楓は法廷にいた。実は楓は、医療ミスを理由に訴えられ、医療裁判の真っ只中にいるのだった。そんな楓を進藤が訪ねる。楓は進藤との再会を喜ぶものの、救命医としてやっていく自信はないと話す。そんな楓に、進藤はそれ以上の言葉を失った。
進藤の救命センターには、各科からやる気のない臨時の医師が寄せ集められる。進藤の下には研修医、工藤亮介(石田卓也)がつくのだが、彼も早く研修をおわらせたいと救急医療には全く興味がない。そんな時、救命センター再建のため、優秀な外科医・澤井悦司(ユースケ・サンタマリア)が医局長として赴任。だが、澤井は医療の現状を訴える講演に力を入れているようで、現場にはほとんどいない。たまに顔を出すと、患者の受け入れを拒まない進藤と、救命要請だけで患者をトリアージする澤井の考えはとことごとく対立。
しかも、澤井は先日の花嫁受け入れで問題が起きたと進藤に突きつける。緊急の帝王切開で産まれた子供に何か問題が起こったら訴えると、新郎が騒いでいるのだ。進藤は、ここでも日本医療の現実を知らされた。
そんな時、とある工場で集団食中毒と思われる事故が発生。進藤は要請された11名を受け入れようとする。しかし、進藤赴任以来、休みなしに働かされているスタッフは疲労困憊。白けたムードの中、患者たちを迎えることに。大人数の受け入れなのだが、澤井は今回も講演のためと出かけてしまった。澤井は食中毒なら問題も起きないと思ったのだが…。
食中毒と思われる患者が続々と運び込まれる中、進藤は楓からの緊急要請を受ける。楓は、野球をしていてバットが頭にあたった子供の救急車に同乗していた。しかし、今の進藤の救命センターに受け入れる余裕はない。進藤は、そこにいるのは誰だと楓に問いかけ、電話を切った。その言葉に、楓はたらい回しにされる救急車を停車させて、子供の緊急手術を始める。
大量の患者の搬送に、紗江子も手伝いに来た。なんとか話の出来る患者を見つけたのだが、食中毒を出したと思われる弁当は食べず、お茶しか飲んでいないと言う。進藤は、毒物中毒の疑いを持つ。その疑いは的中。工場に残されたお茶から毒物反応が出た。しかし、特定された毒物の解毒剤が海南医大には備えられていない。紗江子は、薬を取りに他の病院へと急ぐ。

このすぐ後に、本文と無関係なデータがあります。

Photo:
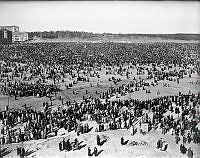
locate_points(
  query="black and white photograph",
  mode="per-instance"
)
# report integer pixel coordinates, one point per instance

楓の緊急手術によって一命を取り留めた子供は、ようやく受け入れを認めた病院に転送された。楓が子供を病院に運び込むと、紗江子に声をかけられた。楓は紗江子とともに、海南医大へと急ぐ。そして、進藤たちに協力して一刻を争う患者たちに解毒剤を投与。進藤が受け入れた患者たちを助けることに成功した。
一同が、ホッとしていると1人の患者がショック状態に陥る。進藤は、その患者が毒物のストレスで心筋梗塞を併発したと診断。すぐに手術に入ろうとした時、澤井が帰ってきた。この時、進藤たち救命スタッフは澤井の素晴らしい手技を知ることになる。
夜が明けた。今度こそ一段落と顔を洗った進藤は、薬を飲んで屋上へ。そこに楓が来た。進藤の考えは正しかったと告げる楓は、海南医大の救命医になりたいと頭を下げる。
医局に戻ろうとした進藤は千夏に呼び止められる。千夏は、先日訴えると息巻いていた新郎からの封筒を進藤に手渡す。赤ちゃんに異常は見られなかった。封筒には、夫婦と赤ちゃんの幸せそうな写真に、進藤への礼が書かれていた。また、赤ちゃんの小さな手形も同封されていて…。